You are viewing a plain text version of this content. The canonical link for it is here.
Posted to issues@spark.apache.org by "shane knapp (JIRA)" <ji...@apache.org> on 2015/12/18 20:17:46 UTC

[jira] [Created] (SPARK-12427) spark builds filling up jenkins' disk

shane knapp created SPARK-12427:
-----------------------------------

             Summary: spark builds filling up jenkins' disk
                 Key: SPARK-12427
                 URL: https://issues.apache.org/jira/browse/SPARK-12427
             Project: Spark
          Issue Type: Bug
          Components: Build
            Reporter: shane knapp
            Priority: Critical


problem summary:

a few spark builds are filling up the jenkins master's disk with millions of little log files as build artifacts.  

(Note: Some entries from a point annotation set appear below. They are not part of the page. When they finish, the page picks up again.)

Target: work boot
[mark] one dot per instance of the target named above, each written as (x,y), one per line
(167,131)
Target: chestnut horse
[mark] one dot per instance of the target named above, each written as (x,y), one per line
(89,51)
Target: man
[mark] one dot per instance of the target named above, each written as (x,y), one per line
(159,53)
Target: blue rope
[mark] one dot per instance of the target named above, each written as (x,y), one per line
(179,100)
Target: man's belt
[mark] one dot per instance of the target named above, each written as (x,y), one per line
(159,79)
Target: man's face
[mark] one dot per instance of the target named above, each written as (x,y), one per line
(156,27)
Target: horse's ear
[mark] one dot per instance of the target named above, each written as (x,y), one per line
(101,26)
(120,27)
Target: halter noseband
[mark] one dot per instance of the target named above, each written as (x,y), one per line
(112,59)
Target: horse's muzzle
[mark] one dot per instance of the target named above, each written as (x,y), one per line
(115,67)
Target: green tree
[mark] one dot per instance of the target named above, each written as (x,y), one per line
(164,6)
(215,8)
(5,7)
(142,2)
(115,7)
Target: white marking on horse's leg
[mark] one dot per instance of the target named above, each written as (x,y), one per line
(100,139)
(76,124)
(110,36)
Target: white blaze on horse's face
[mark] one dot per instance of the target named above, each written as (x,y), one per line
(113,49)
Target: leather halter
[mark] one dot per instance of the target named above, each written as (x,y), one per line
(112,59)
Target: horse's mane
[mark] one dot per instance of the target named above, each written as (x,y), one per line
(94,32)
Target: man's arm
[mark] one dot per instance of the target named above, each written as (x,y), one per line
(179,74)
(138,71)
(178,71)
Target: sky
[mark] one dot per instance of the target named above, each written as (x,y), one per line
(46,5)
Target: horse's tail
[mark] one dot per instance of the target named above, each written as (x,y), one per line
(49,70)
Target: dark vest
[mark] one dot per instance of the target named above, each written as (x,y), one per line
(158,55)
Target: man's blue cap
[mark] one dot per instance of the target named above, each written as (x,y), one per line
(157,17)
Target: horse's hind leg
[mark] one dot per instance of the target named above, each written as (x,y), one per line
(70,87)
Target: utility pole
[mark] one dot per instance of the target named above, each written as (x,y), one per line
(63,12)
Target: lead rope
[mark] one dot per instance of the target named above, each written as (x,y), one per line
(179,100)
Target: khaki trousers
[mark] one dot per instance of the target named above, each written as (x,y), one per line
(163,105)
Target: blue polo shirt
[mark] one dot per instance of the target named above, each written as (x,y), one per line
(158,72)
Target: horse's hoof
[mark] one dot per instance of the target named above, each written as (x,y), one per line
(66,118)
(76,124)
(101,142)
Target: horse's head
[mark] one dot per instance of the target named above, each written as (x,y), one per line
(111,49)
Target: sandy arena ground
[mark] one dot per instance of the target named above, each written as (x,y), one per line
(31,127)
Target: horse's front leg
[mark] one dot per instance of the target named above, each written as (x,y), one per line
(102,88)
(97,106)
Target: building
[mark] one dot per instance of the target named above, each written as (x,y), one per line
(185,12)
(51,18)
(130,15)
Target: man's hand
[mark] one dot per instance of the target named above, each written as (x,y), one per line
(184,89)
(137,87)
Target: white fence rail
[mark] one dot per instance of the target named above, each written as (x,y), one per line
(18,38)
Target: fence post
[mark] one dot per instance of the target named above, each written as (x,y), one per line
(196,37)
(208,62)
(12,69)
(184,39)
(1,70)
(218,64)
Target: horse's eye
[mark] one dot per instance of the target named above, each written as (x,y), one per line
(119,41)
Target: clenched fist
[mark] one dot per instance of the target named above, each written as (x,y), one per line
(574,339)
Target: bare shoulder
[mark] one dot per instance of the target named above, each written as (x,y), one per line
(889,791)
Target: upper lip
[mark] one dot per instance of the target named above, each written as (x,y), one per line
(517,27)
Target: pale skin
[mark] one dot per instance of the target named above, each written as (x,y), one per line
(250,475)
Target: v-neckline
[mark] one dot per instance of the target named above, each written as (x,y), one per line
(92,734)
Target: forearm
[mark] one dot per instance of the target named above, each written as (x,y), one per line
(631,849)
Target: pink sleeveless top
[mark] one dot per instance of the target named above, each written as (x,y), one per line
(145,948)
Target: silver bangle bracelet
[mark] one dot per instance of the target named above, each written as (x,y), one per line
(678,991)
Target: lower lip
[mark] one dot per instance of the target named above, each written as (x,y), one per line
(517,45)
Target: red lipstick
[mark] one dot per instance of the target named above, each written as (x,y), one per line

currently, we have a raid10 array set up with 5.4T of storage.  we're currently using 4.0T, 99.9% of which is spark unit test and junit logs.

the worst offenders, with more than 100G of disk usage per job, are:
193G    ./Spark-1.6-Maven-with-YARN
194G    ./Spark-1.5-Maven-with-YARN
205G    ./Spark-1.6-Maven-pre-YARN
216G    ./Spark-1.5-Maven-pre-YARN
387G    ./Spark-Master-Maven-with-YARN
420G    ./Spark-Master-Maven-pre-YARN
520G    ./Spark-1.6-SBT
733G    ./Spark-1.5-SBT
812G    ./Spark-Master-SBT

i have attached a full report w/all builds listed as well.

each of these builds is keeping their build history for 90 days.

keep in mind that for each new matrix build, we're looking at another 200-500G per for the SBT/pre-YARN/with-YARN jobs.

a straw man, back of napkin estimate for spark 1.7 is 2T of additional disk usage.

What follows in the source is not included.